Today was actually a milestone for me, since I started the first deck of Core 4000 series. So (hiragana and katakana decks not included) I have started 3005 items and there are 2995 items left! :grin:

I got a lifetime membership for iKnow in 2015. At first I kept it really slow - WaniKani was my main focus and did iKnow only when there was extra time or energy. But at some point speaking and understanding had become much more easier and it seemed the chief culprit was iKnow with its example sentences that are voiced and translated. WaniKani has example sentences too, but it’s the voicing that really matters in my experience. It’s important to hear the word and other words it usually comes with. So about half a year ago I stopped taking new lessons in WaniKani and focused on iKnow. At that time I was just finishing Core 2000, so I’ve started 11 or 12 decks in six months. Since then I’ve usually clocked 3-4 hours into iKnow every week.

This is the first time I hear about SRS failing after Core 1000, and I don’t really get it. The system works the same before and after that point. Maybe it’s because iKnow doesn’t burn items the way WK does? :thinking: Instead, when a mastered item comes up again and you get it right again, it shows that the next study is “over a year from now”. But having items I mastered 1-2 years ago showing up doesn’t bother me. It’s good practice to hear and read those sentences again. Maybe that’s it? Can’t imagine anything else.

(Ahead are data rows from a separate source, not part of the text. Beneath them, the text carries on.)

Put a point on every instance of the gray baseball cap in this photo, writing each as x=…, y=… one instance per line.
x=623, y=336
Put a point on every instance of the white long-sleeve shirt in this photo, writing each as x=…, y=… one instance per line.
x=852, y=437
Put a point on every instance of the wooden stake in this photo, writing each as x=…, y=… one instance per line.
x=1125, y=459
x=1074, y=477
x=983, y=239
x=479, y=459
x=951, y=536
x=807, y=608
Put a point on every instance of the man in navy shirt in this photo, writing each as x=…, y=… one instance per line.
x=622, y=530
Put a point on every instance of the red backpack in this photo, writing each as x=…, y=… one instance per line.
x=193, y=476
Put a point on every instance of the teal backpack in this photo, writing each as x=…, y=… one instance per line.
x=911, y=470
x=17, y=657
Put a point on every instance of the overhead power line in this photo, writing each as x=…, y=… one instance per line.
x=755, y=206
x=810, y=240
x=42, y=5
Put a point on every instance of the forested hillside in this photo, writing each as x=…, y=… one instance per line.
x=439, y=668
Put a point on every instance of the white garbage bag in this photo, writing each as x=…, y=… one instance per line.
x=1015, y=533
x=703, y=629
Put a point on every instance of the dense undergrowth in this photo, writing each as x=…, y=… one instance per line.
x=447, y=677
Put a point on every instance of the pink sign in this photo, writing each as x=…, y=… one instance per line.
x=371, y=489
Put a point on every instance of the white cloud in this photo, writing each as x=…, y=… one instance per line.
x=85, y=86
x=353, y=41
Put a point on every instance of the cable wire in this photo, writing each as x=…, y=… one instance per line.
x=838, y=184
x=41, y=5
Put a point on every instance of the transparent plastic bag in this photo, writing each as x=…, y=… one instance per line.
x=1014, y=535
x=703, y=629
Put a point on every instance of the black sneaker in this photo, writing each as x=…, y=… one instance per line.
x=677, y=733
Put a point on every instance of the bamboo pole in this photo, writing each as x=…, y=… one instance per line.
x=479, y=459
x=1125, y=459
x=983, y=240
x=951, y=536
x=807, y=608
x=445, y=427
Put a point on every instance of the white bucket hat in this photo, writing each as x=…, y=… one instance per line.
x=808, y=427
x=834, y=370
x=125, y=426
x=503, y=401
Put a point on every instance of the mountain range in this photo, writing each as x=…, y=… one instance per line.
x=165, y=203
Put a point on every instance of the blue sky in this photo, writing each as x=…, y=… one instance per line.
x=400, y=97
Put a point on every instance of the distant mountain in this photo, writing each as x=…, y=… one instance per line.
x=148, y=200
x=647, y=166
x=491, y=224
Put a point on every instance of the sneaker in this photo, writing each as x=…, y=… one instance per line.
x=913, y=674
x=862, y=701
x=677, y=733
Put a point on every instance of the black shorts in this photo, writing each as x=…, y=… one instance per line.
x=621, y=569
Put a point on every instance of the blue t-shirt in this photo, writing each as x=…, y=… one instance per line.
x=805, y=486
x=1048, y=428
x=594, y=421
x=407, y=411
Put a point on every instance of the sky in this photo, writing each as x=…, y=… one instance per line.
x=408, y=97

Thanks! Looks nice. :smiley: I’ll try it when I have the time!

Maybe I’ll take another try at it. This was while back ago so maybe I might have different views. Ya most of memrise is user made stuff. They do have a offical Japanese course, there are a couple of them but they were not too exciting.
I’ll be taking a college Japanese class here soon and I wanted to focus on genki and there are memrise decks just for genki. I could also use anki but not crazy about anki even though I spend like the $20 bucks for the Apple app lol.